When you experience trauma, your brain goes into survival mode. This is where your adrenaline is spiked, your anxiety is heightened, and fight/flight/freeze responses have been activated. At the time of the incident, your brain switching into this primal mode is what helps you survive it. It’s necessary. It’s crucial. But once you’re safe and away from the incident, your brain doesn’t easily just switch back. Survival mode has been activated like a bodyguard, and it’s not planning on taking a break. This is why our students would lash out and have behavior problems because their brains were stuck in “lizard brain” mode where they were filtering everything through this fight or flight survival receptor. Something as simple as asking them a question about the story we read could trigger a fight response that sometimes turned hostile.
Getting out of this lizard brain, primal survival state takes awareness and conscious effort.
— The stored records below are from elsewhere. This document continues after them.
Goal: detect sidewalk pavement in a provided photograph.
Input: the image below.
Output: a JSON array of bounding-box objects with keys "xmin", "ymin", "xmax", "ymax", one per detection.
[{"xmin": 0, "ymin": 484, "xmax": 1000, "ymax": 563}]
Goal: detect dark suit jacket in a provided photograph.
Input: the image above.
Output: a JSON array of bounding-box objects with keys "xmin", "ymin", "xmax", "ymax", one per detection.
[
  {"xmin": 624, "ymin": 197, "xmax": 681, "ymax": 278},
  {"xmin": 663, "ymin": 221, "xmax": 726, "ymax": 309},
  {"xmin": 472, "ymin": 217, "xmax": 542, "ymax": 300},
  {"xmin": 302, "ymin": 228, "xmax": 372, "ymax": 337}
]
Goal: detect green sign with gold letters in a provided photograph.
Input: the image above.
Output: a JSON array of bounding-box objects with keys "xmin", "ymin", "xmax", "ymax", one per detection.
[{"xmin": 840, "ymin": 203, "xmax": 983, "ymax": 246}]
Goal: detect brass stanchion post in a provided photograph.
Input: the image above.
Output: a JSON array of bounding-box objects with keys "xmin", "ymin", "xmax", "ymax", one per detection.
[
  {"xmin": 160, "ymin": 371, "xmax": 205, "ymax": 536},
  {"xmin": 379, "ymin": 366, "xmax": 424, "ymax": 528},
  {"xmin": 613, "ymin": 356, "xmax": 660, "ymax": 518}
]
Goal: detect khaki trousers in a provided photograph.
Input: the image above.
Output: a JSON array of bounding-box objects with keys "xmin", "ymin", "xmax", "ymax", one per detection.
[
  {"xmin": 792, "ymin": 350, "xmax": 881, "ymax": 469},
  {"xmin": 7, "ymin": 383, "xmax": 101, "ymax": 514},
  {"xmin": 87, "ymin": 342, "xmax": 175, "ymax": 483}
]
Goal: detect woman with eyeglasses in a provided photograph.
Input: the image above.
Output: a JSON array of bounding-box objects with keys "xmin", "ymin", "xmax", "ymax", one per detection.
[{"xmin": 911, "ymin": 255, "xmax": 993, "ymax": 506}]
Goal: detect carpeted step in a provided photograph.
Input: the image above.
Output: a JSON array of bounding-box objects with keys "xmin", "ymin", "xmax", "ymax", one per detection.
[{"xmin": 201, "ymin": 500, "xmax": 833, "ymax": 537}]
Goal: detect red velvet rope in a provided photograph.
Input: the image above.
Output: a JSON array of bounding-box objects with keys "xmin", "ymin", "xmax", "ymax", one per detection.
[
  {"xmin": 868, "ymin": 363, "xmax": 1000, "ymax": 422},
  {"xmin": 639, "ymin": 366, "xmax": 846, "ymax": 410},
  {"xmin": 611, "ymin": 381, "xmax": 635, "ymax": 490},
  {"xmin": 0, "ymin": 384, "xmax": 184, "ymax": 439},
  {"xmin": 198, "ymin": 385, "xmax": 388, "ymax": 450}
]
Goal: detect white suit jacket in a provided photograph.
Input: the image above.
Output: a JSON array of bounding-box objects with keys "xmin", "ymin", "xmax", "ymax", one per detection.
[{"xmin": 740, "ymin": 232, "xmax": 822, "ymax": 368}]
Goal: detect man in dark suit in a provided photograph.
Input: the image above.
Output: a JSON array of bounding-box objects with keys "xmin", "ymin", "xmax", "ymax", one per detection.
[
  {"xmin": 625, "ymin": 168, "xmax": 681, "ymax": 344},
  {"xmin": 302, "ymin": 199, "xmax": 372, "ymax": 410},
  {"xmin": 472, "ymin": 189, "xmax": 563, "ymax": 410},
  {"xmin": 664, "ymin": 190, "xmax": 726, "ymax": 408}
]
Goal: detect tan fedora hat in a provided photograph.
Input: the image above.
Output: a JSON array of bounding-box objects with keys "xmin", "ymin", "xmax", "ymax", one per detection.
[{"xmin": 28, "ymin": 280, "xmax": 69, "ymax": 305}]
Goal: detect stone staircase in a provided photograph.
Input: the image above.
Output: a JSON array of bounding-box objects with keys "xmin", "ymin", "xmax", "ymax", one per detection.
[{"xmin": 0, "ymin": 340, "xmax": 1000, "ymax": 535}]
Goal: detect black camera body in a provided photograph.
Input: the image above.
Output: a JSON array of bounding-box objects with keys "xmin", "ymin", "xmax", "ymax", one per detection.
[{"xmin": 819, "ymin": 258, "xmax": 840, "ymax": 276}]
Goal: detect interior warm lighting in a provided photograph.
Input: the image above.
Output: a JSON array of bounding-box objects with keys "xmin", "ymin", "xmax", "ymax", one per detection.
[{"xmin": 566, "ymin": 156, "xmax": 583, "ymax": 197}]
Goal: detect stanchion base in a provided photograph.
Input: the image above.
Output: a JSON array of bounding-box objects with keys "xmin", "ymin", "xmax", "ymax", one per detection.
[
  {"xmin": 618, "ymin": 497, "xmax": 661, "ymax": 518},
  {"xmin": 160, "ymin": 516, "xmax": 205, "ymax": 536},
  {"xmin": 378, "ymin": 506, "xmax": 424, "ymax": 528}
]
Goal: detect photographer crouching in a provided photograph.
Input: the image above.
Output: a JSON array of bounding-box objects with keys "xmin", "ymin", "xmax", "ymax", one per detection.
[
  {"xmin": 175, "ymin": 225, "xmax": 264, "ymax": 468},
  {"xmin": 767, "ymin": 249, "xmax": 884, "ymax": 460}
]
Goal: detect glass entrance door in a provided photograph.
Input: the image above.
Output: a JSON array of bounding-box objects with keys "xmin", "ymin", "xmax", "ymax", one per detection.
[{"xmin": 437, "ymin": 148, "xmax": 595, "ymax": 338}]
We called it “wizard brain” for our students, illustrating the higher level of thinking and awareness needed to identify when your brain kicks over into lizard brain/survivor mode. Teaching my students how to navigate this and develop these social emotional skills, heightened my own awareness.
I have experienced several traumatic events in my life—to be honest, I think that everyone experiences various traumas throughout our lives, so I don’t feel unique in this admission. I had a lot of denial and shame surrounding my experiences which delayed my path of acceptance and healing, but through hard work I released those emotions and have been able to reach a level of self-love and self-understanding that I hadn’t been able to accomplish before. Teaching my students these skills was crucial for my own journey—I just didn’t know it at the time. It’s difficult to see that big picture when you’re stuck in the details of living.
While I was teaching and learning about trauma brain, I was also experiencing one of the most challenging and darkest years of my life. I was in a career that was devastating for my mental health—we often had trainings about vicarious trauma and how to protect ourselves from taking on the trauma of our students who we are helping; turns out, I really struggled with that. I was in an emotionally, mentally, and verbally abusive relationship. I was physically distanced from my support system. I spent my time with toxic, co-dependent, and controlling people; and was sexually assaulted by a friend just before Halloween. I was not in a good place, to say the least. I was submerged in toxicity. By night I was surrounded by people who used me, abused me, tried to control me, and disrespected me. By day I was trying to educate and support students who verbally abused me, tried to control me, disrespected me, and on occasion physically threatened me.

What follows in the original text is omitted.